You should do the following:
- Write a function `build_prefix_count_data_structure()` that takes as input a list of strings, and outputs a data structure for looking up how many times a prefix occurs in words.

- Write a function `get_prefix_count()` that uses your data structure to count the number of times a prefix occurs.

- Explain with words how your data is organized in your data structure, how your function constructs it, and how a query works.

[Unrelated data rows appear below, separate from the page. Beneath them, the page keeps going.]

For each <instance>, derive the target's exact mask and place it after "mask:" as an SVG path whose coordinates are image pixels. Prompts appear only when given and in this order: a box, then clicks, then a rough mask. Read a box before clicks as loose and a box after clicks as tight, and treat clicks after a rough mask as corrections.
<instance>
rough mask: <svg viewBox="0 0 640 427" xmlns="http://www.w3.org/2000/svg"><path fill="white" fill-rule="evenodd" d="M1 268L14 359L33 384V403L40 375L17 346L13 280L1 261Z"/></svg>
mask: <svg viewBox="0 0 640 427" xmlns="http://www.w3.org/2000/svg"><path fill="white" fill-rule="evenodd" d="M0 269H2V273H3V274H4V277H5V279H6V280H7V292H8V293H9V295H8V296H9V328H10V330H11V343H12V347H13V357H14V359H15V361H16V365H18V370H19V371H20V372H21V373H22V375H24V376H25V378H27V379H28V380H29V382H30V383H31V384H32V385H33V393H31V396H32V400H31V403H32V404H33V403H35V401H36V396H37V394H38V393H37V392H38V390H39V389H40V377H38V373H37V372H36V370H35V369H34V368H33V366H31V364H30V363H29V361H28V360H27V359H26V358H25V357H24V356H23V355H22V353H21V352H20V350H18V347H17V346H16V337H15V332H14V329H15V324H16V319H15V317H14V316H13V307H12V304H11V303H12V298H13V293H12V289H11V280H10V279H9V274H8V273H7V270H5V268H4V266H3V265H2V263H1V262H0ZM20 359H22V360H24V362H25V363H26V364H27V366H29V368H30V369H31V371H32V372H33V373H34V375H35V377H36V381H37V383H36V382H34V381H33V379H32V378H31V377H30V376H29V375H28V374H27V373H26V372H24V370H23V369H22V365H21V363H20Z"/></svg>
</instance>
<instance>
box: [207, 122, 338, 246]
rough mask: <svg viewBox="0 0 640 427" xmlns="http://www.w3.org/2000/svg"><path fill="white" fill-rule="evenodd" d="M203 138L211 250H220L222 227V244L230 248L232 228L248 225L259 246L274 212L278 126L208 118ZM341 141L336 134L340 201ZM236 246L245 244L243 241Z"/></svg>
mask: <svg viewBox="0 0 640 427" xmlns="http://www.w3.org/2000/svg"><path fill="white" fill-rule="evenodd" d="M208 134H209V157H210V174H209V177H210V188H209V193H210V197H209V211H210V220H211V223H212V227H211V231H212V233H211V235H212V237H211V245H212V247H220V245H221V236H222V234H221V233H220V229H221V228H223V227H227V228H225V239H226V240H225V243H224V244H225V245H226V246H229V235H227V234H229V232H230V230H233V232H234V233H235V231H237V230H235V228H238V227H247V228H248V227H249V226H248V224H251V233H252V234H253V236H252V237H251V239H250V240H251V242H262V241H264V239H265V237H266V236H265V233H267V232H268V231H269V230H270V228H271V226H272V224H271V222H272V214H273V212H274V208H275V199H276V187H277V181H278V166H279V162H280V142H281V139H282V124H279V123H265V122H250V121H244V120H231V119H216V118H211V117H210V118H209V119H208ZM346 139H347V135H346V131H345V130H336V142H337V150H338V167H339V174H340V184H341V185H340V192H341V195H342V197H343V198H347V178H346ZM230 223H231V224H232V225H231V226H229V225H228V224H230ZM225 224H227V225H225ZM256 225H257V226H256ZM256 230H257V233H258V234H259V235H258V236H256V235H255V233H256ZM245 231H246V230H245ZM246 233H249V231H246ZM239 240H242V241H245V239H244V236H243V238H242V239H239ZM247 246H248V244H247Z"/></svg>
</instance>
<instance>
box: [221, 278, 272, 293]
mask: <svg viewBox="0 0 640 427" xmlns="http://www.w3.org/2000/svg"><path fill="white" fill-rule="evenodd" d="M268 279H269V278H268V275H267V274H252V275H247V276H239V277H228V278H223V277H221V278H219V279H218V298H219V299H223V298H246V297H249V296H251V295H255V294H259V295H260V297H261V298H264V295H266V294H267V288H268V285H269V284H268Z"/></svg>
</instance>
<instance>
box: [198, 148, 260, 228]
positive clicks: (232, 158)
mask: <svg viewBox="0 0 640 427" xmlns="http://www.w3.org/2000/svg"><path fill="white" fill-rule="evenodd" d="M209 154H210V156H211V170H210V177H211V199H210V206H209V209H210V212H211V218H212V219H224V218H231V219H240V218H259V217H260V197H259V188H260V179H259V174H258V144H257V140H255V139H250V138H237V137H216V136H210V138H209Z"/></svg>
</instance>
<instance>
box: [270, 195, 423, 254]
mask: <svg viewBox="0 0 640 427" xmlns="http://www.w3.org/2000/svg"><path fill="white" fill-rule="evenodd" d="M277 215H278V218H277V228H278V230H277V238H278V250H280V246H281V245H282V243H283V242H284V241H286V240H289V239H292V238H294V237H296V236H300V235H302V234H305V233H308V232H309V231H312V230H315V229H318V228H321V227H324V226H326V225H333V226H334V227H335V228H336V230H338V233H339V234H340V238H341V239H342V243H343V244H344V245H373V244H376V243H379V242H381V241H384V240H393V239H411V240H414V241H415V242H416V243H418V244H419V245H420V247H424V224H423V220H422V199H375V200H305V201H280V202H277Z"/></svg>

Why is it efficient?

In [109]:
# You should implement this!
def build_prefix_count_data_structure(words):
    word_dict = {}
    for word in words:
        if word in word_dict.keys():
            word_dict[word] = word_dict[word] + 1
        else:
            word_dict[word] = 1
    class TrieNode(object):
        def __init__(self,char:str):
            self.char = char
            self.children = []
            self.word_finished = False
            self.frequency = 0 #check it
    def add(root,word:str,word_dict):
        node = root
        for char in word:
            found_in_child = False
            for child in node.children:
                if child.char == char:
                    node=child
                    found_in_child = True
                    break
            if not found_in_child:
                new_node = TrieNode(char)
                node.children.append(new_node)
                node = new_node
        node.word_finished = True
        node.frequency = word_dict[word]
    root = TrieNode('*')
    for l in word_dict.keys():
        add(root,l,word_dict)
    return root

    
    #raise NotImplementedError("Student has not implemented this function")

In [117]:
# You should implement this!
ds = build_prefix_count_data_structure(words)

In [114]:
def get_prefix_count(ds, prefix):
    def find_node(root,prefix:str):
    
        node = root
        if not root.children:
            return 0
        for char in prefix:
            char_not_found = True
            for child in node.children:
                if child.char == char:
                    node = child
                    char_not_found =False
                    break
            if char_not_found:
                return 0
            
        return node
    node_required = find_node(ds,prefix)
    def find_count(node):
        #print(node)
        if node == 0:
            return 0
        else:
            sum_ = node.frequency
            for l in node.children:
                sum_ = sum_ + find_count(l)
            return sum_
    return find_count(node_required)

    
    
    #raise NotImplementedError("Student has not implemented this function")

In [116]:
get_prefix_count(ds, 'rom')

85200

### Explanation

Data in data structure stored in trie format where nodes are letters and edges are connected between letters of a same word and frequency of the word is stored in the final node of the word. When a query is obtained with specific prefix we start by checking each letter from the existing node childrens and following the path until we find the complete prefix. After finding the node, just implemented a recurssive function to sum all the frequencies of words with that prefix.The important thing to note here is that finding the start of the branch containing all keys and values takes at most len(prefix) lookups, regardless of how many entries there are in the trie. The retrieval complexity depends on the length of the key prefix, not the number of entries in the trie, so the retrieval performance remains about the same as we add more entries.